Pak Wiratama hampir saja dipaksa menutup usahanya. 'Sudah jatuh tertimpa tangga', bukan hanya dipecat dari jabatannya sebagai Walikota Sungai Penuh. Dia harus menanggung kerugian atas investasi uang yang tidak bisa ditarik lagi, bahkan sekarang izin usahanya nyaris saja dibekukan.
Pak Wiratama memutuskan untuk kembali pulang ke Sungai Penuh bersama Dirga. Dia tidak mau ambil resiko menemui pak gubernur lagi untuk melakukan negosiasi lanjutan. Alih-alih mendapatkan keuntungan, dia malah nanti harus gulung tikar usahanya.
***
Cakya tidak bisa tidur, dia mulai merasa gelisah. Badannya terasa panas, sedangkan dia malah menggigil seperti orang kedinginan.

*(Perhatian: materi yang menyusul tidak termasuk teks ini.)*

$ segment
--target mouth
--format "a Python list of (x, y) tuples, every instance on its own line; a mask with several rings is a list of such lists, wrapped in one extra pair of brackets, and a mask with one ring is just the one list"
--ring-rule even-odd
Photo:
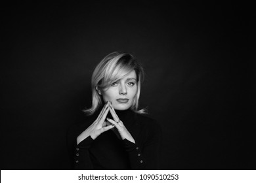
[(116, 101), (121, 103), (127, 103), (129, 101), (128, 99), (118, 99)]

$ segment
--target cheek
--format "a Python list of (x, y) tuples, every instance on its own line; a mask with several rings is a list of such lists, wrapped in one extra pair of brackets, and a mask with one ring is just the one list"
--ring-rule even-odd
[(137, 88), (133, 88), (133, 90), (131, 91), (131, 97), (133, 98), (136, 97), (136, 94), (137, 93)]

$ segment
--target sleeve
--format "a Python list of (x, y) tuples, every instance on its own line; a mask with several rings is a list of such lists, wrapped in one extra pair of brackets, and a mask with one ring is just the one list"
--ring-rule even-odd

Cakya melangkah keluar kamar, bermaksud ingin mengambil minum membasahi tenggorokannya yang terasa kering. Seketika sekeliling Cakya terasa berputar, Cakya tidak bisa melihat apa-apa lagi pandangannya langsung gelap, tubuhnya jatuh kelantai.
"Abang...!!!", ibu Cakya berteriak saat melihat Cakya terkapar dilantai.
Ayah Cakya langsung menyusul istrinya saat mendengar teriakan panik istrinya. "Tio, bantu papa", ayah Cakya berteriak.
Tio langsung keluar dari kamar, kemudian membantu ayahnya memapah Cakya kembali ketempat tidur.
Ibu Cakya langsung mengompres Cakya dengan air hangat, keringat mengalir disekujur tubuh Cakya.
"Apa perlu kita bawa kerumah sakit ma...?", ayah Cakya bertanya cemas.
"Kita lihat dulu pa, kalau setelah dikompres panasnya masih tidak turun. Kita bawa kerumah sakit", ibu Cakya bicara pelan.
Cakya perlahan mulai sadar. Ibu Cakya langsung membantu Cakya untuk minum agar panasnya cepat turun.
"Abang demam, karena kelamaan dibawah hujan, sama cuaca diluar dingin g'ak pakai jaket bawa motor", ibu Cakya mengomeli Cakya.
Cakya tidak menanggapi, dia malah kembali memejamkan matanya. Tanpa sadar Cakya mengukir senyum dibibirnya. Ibunya malah mencubit Cakya gemas.